当人は真面目にやっているだけなんです。
「さぁ、暫定魔王軍定例会ーはーじまるよー!」
「ドンドンぱふぱふー!」
「……」
元気の良いヨドインに対し、ガウルグラートがなんとも言えない表情をしている。それもそのはず。本日は俺ことカークァス派の領主達が集って今後の相談を行う暫定魔王軍定例会。その場所にさらに元気で見慣れない人物がいるのだ。
「ヨドイン、今日は妙にテンションが高いな。どうした?」
「あ、そっち聞きます?こっちじゃなくて」
ヨドインがこっちと言って視線を逸した先には、領主の一人らしき女がいる。外見から鬼、鬼魅族の領主なのだろう。
明らかにツッコミ待ちで、ワクワクと聞こえてきそうな顔でこちらを見ている。
「いや、名前も知らぬ相手のことを詮索するのはどうかと思ってな」
「うちの名前知らんかったの!?」
「何故名乗りもしない相手の名前を知らねばならん」
「えぇー……。まぁそうかぁ……。うちの名はナラクト、ナラクト=ヘスリルト!鬼魅族の領主やってます!」
確かそんな名前の領主だったか。十三人も知らない相手の名前を覚えるのは中々の苦痛だったので、直接手合わせをするか、配下になったやつから覚えていこうというのが俺のスタンスだ。

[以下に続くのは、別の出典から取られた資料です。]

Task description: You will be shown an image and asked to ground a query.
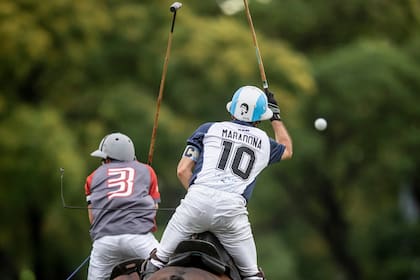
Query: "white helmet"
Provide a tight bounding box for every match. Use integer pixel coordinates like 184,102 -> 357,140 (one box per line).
226,86 -> 273,122
90,133 -> 136,161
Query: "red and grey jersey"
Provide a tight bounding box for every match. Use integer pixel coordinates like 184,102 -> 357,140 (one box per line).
184,120 -> 285,200
85,161 -> 160,240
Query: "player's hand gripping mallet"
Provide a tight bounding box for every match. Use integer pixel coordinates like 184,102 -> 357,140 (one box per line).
147,2 -> 182,165
244,0 -> 268,94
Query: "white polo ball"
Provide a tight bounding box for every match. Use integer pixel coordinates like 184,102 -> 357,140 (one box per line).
314,118 -> 327,130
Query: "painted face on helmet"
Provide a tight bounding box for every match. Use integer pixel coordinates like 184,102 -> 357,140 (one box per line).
226,86 -> 273,122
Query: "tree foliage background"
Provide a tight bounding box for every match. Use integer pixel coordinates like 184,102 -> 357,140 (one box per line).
0,0 -> 420,280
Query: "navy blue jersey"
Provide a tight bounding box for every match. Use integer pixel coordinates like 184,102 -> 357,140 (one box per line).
187,120 -> 285,200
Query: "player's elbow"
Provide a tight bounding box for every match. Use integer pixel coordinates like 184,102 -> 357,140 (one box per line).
176,165 -> 191,182
281,147 -> 293,160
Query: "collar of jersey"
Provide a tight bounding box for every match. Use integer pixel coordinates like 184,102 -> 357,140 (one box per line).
231,120 -> 252,126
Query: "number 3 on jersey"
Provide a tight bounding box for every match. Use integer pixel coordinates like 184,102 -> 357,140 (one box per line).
107,167 -> 135,199
217,140 -> 255,180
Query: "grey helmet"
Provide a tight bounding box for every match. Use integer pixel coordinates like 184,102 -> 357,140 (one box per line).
90,133 -> 136,161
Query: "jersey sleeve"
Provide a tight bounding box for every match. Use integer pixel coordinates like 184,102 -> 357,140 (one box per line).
146,165 -> 160,203
85,172 -> 94,204
187,122 -> 213,150
268,138 -> 286,164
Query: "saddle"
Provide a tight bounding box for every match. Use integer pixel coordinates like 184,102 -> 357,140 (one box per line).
109,259 -> 144,280
166,231 -> 241,280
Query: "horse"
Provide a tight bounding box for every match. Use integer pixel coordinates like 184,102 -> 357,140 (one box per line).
111,231 -> 241,280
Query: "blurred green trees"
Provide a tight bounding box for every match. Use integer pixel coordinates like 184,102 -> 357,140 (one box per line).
0,0 -> 420,280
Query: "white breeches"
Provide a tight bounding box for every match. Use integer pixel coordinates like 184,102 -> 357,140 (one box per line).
157,186 -> 258,277
88,232 -> 158,280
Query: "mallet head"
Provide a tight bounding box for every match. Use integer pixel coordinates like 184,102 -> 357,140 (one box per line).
169,2 -> 182,12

「そうか。俺の名はカークァスだ。初めましてだな、ナラクト」
「いやいや、もう四回は顔合わせしとるやん!?あれだけ熱い視線送ったのに、いけずやわー」
「話すのはという意味だ。それにどいつもこいつも癖のある視線を向けているのでな。一々気にするのも馬鹿らしい」
「あー……殺気とかと比べたら、微々たるもんかぁ……」
興味の視線と殺気を込めた視線では後者の方が意識せざるをえない。そういう類の視線が累計十数人分ともなれば、多少熱烈な視線を向けられたとしても覚えていられないのである。
「――それで、何故ナラクトがここにいる」
「あ、ガウやん喋ったー。そらもう、カー君に用があるからに決まっとるやん?」
「貴様、カークァス様を――」
「現段階ではまだ下についてないんやし、渾名くらい大目に見てや。ヨドっちだって忠誠を誓ってるわけでもないんやろ?」
「絶対の忠誠はないけど、支持派且つ協力者ではあるよ」
「魔王の座は諦めたん?」
「僕の理想を叶えるにあたり、魔王という立場に拘る必要がないというだけさ。手段の一つではあるけどね」
ナラクトを連れてきたのはヨドイン。いや、彼女がヨドインに頼んでこの場に顔を出させてもらったのだろう。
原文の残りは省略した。